Cleveland Clinic Abu Dhabi Al Reem Island, Abu Dhabi, United Arab Emirates
Maryam Salma. Babar, MD1, Anas Algammaz, MD2 1Cleveland Clinic Abu Dhabi, Al Reem Island, Abu Dhabi, United Arab Emirates; 2Cleveland Clinic Abu Dhabi, Abu Dhabi, Abu Dhabi, United Arab Emirates Introduction: Cronkhite–Canada Syndrome (CCS) is a rare, nonhereditary gastrointestinal polyposis disorder characterized by chronic diarrhea, weight loss, and ectodermal changes such as alopecia and hyperpigmentation. Its pathogenesis remains unclear, and diagnosis relies on clinical, endoscopic, and histological findings
Case Description/
Methods: A 38-year-old male presented with a two-month history of postprandial diarrhea, nausea, vomiting, and generalized weakness, along with a 15 kg unintentional weight loss. He reported chronic abdominal pain worsened by meals and occasional blood-streaked stools, without melena or hematemesis. Physical examination revealed signs of malnutrition and ectodermal changes, including alopecia, nail dystrophy, and hyperpigmentation of the palms and soles. Laboratory workup showed hypoalbuminemia and iron deficiency anemia. Infectious screening, including stool cultures, Clostridioides difficile toxin, ova and parasite testing, and viral panels, was negative.
Endoscopic evaluation revealed erythematous mucosa in the stomach, duodenum, terminal ileum, and colon. Biopsies showed polypoid mucosa with cystically dilated glands, edematous lamina propria, and mixed inflammatory infiltrates rich in eosinophils and mononuclear cells, without dysplasia. Video capsule endoscopy demonstrated diffusely edematous and nodular gastric mucosa, elongated villi throughout the small bowel, and dark blood in the proximal ileum without a clear bleeding source. These findings supported a diagnosis of Cronkhite–Canada Syndrome.

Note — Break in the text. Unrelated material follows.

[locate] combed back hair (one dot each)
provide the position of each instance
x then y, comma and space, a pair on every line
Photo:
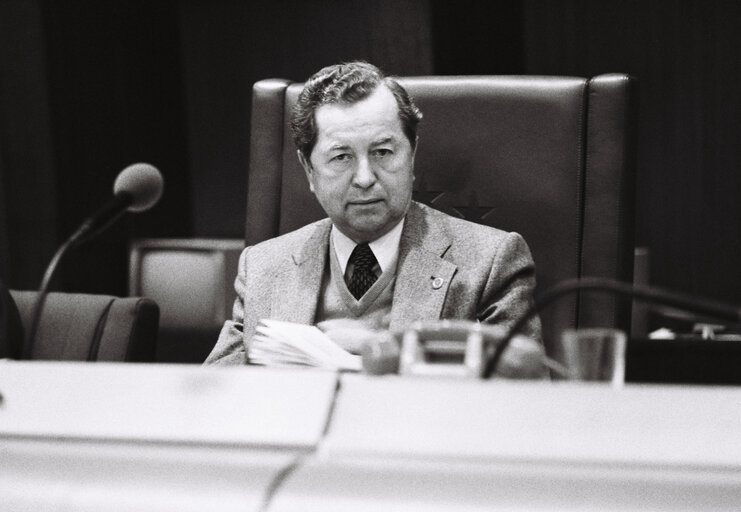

The patient was started on a short course of intravenous corticosteroids, followed by oral prednisolone and azathioprine (Imuran) as a steroid-sparing agent. He also received nutritional support, proton pump inhibitors, and pancreatic enzyme supplements.At follow-up, the patient reported marked improvement in diarrhea, suggesting a positive response to immunosuppressive therapy. He remains under surveillance with routine labs and a scheduled endoscopy to assess mucosal healing Discussion: This case underscores the importance of early diagnosis and multidisciplinary care in managing Cronkhite–Canada Syndrome, a rare but serious gastrointestinal polyposis disorder. The patient’s clinical improvement on steroids and azathioprine highlights the role of immunosuppression in addressing the inflammatory nature of CCS. Prompt treatment, nutritional support, and close surveillance are key to improving outcomes and reducing the risk of complications such as malnutrition and malignancy
Figure: (A) Esophagogastroduodenoscopy (EGD) showing diffusely erythematous and edematous gastric mucosa. (B) Colonoscopy revealing patchy erythema and mucosal edema throughout the colon. (C) Fingernail atrophy characterized by thinning, ridging, and nail plate dystrophy, consistent with ectodermal changes seen in Cronkhite–Canada Syndrome
Figure: Duodenal type mucosa with lamina propria edema, mixed inflammatory infiltrate, blunting with mixed chronic inflammatory infiltrate and focal superficial erosion (1a). Gastric antral mucosa with lamina propria distension by bland uniform spindled cells in a loose fibromyxoid background associated with an eosinophil-rich inflammatory infiltrate (1b) Polypoid colonic type mucosa with lamina propria edema, mixed inflammatory infiltrate, focal crypt branching with mixed chronic inflammatory infiltrate and focal superficial erosion (1c)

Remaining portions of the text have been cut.